Valera es conocido como historiador, que es donde brilló más su talento y de lo que escribió más; ménos como poeta y moralista; algunas de sus obras se han perdido por desgracia, muchas permanecen inéditas, proponiéndonos nosotros publicar alguna en esta coleccion, entre ellas sus notabilísimas cartas.—Crónica de España, abreviada por Mosen Diego de Valera.—Crónica de D. Juan II.—Colmenares, Historia de Segovia.—Muñoz, Historia de Cuenca.—Amador de los Rios, Historia de la Literatura española.—Tratado de las epístolas embiadas por Mosen Diego de Valera, en diversos tiempos á diversas personas.—Biblioteca Nacional, F. 108.
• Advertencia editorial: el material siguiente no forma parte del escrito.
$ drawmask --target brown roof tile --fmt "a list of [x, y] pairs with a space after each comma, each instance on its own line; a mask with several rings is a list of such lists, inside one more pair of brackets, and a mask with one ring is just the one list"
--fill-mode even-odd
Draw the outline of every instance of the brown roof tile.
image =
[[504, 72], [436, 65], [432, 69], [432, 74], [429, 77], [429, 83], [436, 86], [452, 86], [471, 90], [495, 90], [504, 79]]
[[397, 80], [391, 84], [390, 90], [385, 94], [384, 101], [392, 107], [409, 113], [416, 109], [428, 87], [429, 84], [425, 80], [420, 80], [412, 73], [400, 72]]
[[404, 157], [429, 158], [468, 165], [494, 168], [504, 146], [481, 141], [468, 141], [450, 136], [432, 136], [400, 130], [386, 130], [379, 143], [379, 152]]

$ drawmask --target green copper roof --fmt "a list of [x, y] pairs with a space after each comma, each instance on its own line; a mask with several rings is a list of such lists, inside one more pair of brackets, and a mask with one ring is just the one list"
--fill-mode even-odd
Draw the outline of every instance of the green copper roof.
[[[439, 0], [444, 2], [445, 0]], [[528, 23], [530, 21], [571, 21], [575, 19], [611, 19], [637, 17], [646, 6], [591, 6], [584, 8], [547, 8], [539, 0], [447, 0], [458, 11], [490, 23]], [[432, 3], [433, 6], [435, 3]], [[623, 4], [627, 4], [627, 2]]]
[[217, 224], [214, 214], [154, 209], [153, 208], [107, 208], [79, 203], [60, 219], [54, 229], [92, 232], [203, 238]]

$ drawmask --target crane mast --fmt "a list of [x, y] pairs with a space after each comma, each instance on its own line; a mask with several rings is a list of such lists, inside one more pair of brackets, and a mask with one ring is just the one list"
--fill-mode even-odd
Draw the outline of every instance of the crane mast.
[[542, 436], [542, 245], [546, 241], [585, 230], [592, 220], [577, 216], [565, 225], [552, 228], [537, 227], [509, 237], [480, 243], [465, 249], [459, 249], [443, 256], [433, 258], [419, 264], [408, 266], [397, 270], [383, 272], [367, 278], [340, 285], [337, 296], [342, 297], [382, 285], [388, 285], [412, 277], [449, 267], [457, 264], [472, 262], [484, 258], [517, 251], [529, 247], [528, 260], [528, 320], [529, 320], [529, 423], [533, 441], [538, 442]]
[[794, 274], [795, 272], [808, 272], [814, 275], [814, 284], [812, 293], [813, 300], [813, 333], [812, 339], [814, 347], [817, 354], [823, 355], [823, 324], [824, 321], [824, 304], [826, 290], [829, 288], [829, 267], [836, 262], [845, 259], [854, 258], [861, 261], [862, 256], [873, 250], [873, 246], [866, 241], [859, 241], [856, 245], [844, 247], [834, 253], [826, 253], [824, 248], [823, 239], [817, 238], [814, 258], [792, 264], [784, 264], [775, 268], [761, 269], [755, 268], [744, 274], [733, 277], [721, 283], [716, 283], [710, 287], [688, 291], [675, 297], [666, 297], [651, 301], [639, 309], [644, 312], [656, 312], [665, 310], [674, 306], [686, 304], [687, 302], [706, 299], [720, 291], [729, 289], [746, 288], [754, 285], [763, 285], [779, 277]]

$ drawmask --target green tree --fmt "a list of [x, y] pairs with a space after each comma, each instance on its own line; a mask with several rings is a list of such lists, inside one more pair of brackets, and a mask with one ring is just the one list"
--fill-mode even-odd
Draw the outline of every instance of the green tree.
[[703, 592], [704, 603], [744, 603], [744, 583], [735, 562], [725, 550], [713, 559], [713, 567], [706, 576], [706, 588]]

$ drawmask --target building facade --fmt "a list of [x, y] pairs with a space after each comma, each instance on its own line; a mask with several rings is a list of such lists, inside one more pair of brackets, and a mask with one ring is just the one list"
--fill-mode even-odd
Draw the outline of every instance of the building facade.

XXXV. [Pág. 173.] El Planto que fiso la Pantasilea.

Yo sola membrança sea.

Publicó esta obra, como del Marqués de Santillana, el Sr. Amador de los Rios, quien dice despues en la página 550, tomo VI de la Historia de la Literatura española: «Algunos Cancioneros atribuyen esta querella al docto Marqués de Santillana, y en este concepto la insertamos entre sus poesías en la edicion de sus obras (Madrid, 1852). Ciertos datos adquiridos despues nos inspiran no despreciables dudas, por lo cual la conservamos aquí como anónima, segun se halla en el códice que examinamos.» En el llamado de Stúñiga, que nosotros publicamos, como ven nuestros lectores, tampoco consta quién fuese su autor, y lo mismo sucede en los códices números 7.819 y 7.825 de la Biblioteca Imperial de París.

XXXVI. [Pág. 180.] Alfonso Enriquez. Testamento suyo.
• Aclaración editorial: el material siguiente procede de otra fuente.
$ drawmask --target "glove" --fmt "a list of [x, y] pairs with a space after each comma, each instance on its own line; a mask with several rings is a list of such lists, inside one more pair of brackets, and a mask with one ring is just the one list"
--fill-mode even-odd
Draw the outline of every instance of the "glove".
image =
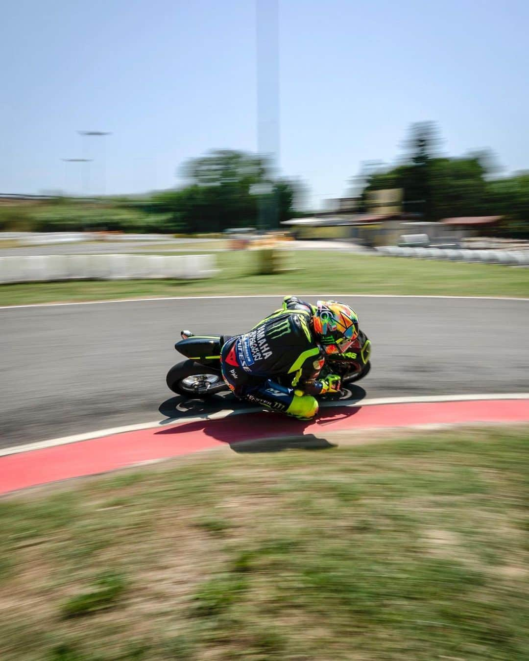
[[339, 393], [341, 378], [337, 374], [329, 374], [325, 379], [322, 379], [321, 383], [323, 385], [322, 395]]

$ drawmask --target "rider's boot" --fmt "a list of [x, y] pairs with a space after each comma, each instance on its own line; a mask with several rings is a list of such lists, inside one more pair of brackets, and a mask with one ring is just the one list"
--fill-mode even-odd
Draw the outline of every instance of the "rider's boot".
[[285, 412], [298, 420], [310, 420], [317, 413], [319, 405], [315, 397], [296, 391], [290, 406]]

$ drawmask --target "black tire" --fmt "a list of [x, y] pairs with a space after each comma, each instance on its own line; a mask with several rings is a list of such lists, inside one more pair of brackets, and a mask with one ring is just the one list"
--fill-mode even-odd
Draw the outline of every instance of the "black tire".
[[360, 381], [360, 379], [363, 379], [364, 376], [367, 376], [369, 374], [369, 371], [371, 369], [371, 362], [368, 360], [362, 369], [354, 376], [352, 376], [348, 378], [346, 376], [342, 379], [343, 383], [354, 383], [356, 381]]
[[[188, 377], [200, 376], [202, 374], [217, 377], [218, 381], [210, 383], [207, 390], [200, 386], [184, 383], [184, 379]], [[204, 367], [200, 363], [196, 363], [194, 360], [184, 360], [181, 363], [177, 363], [167, 372], [165, 381], [169, 390], [177, 395], [183, 395], [184, 397], [208, 397], [227, 389], [220, 370], [214, 368]]]

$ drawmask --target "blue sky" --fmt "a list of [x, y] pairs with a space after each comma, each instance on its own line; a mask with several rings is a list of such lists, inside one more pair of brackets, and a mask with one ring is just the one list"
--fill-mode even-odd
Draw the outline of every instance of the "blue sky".
[[[529, 168], [526, 0], [279, 0], [280, 159], [314, 202], [364, 161], [393, 161], [411, 122], [453, 155]], [[4, 0], [0, 192], [176, 185], [185, 159], [257, 149], [254, 0]], [[110, 131], [101, 139], [78, 130]], [[103, 152], [106, 151], [106, 157]], [[81, 191], [69, 164], [68, 189]]]

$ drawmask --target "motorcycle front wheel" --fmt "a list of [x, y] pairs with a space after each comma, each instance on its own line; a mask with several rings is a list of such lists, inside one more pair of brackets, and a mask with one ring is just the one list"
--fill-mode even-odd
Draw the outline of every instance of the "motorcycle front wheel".
[[194, 360], [184, 360], [167, 372], [165, 381], [169, 390], [185, 397], [207, 397], [227, 390], [220, 373]]

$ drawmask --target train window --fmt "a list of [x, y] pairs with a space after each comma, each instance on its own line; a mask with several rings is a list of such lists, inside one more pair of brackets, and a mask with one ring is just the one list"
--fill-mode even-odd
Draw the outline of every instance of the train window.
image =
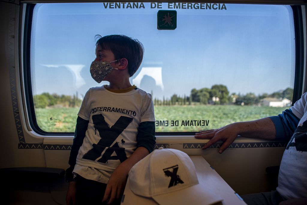
[[95, 35], [144, 45], [134, 84], [151, 93], [157, 135], [191, 133], [277, 115], [292, 103], [290, 6], [202, 3], [37, 4], [29, 44], [29, 102], [41, 133], [74, 131]]

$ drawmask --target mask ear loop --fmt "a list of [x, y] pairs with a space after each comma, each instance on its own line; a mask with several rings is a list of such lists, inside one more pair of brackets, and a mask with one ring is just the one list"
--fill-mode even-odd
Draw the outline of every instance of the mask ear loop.
[[113, 62], [116, 62], [116, 61], [118, 61], [119, 60], [120, 60], [120, 59], [118, 59], [117, 60], [115, 60], [115, 61], [111, 61], [111, 62], [109, 62], [109, 63]]

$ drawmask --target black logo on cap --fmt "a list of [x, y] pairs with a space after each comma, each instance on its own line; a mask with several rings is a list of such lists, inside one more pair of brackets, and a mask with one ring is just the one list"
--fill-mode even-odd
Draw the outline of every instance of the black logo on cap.
[[[170, 170], [171, 169], [172, 170], [171, 170], [173, 171], [172, 172]], [[177, 184], [179, 183], [181, 184], [183, 184], [184, 183], [182, 180], [180, 179], [179, 177], [179, 175], [177, 175], [177, 172], [178, 171], [178, 164], [163, 169], [163, 171], [165, 173], [165, 175], [168, 177], [171, 177], [171, 180], [169, 182], [169, 188], [177, 185]]]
En el nombre de Dios de Amor.

Hijo bastardo del desgraciado hermano de D. Pedro el Cruel, D. Fadrique, Maestre de Santiago, el triunfo de su tio D. Enrique hizo á D. Alfonso Enriquez uno de los grandes más poderosos de Castilla, Señor de Medina, de Rioseco, Castroverde, Aguilar de Campoó, Valdunquillos y Bolaños, y Adelantado mayor de Leon. El cariño de su primo D. Juan I, no contento con esto, hizo que tomase gran empeño en que casase con Doña Juana de Mendoza, viuda de D. Diego Gomez Manrique, Adelantado mayor de Castilla, llamada la Rica Hembra, de quien D. Alfonso hacia tiempo estaba enamorado. Resistió tenazmente esta señora los deseos del amante y el mandato del Rey, diciendo que personas de su calidad, siendo viudas, no repetian el matrimonio; pero lo que no pudieron conseguir ruegos ni mandatos, lo consiguió el mismo D. Alfonso, que al verse desdeñado, bien sea porque el dolor lo cegase, ó porque, conociendo el carácter de ella, fingiese arrebatada cólera; es lo cierto que puso airado la mano en el rostro de Doña Juana, quien, porque no se dijese habia habido un hombre que, no siendo su marido, habia tenido semejante osadía consintió luégo en casarse; union por otra parte, tan fecunda, que tuvieron doce hijos. Fué D. Alfonso uno de los poetas más celebrados de su tiempo por sus composiciones amorosas, así como tambien caballero generoso y espléndido; su pasion por Doña Juana no le impidió el querer á otras muchas, dando lugar en su vejez, con sus excesos, á estos versos que están al final del Centon Epistolario.

OTRAS AL ALMIRANTE EN AQUEL MAL CASO.

El viejo que quiere mozo
E sobrado con mujeres
Parecer,
El gozo le cae en un pozo;
Ca más duelos que placeres
Va á tener.
Bien lo sentis vos, señor,
Ca no han pasado seis dias
Que bebistes
Aquel maldito licor,
Que con falsas correntías
Lo volvistes.
E del fedor de las heces
Que alcanzó en su celda á oler,
Mal pecado;
Predicando Villacreces,
Os lo dió bien á entender
Disfrazado.

Alcanzó cinco reinados, pues naciendo en 1354, murió en Guadalupe en 1429, y en los cuatro tuvo siempre gran influencia.—Salazar y Castro, Historia de la Casa de Lara.—Centon Epistolario del Bachiller Cibdareal.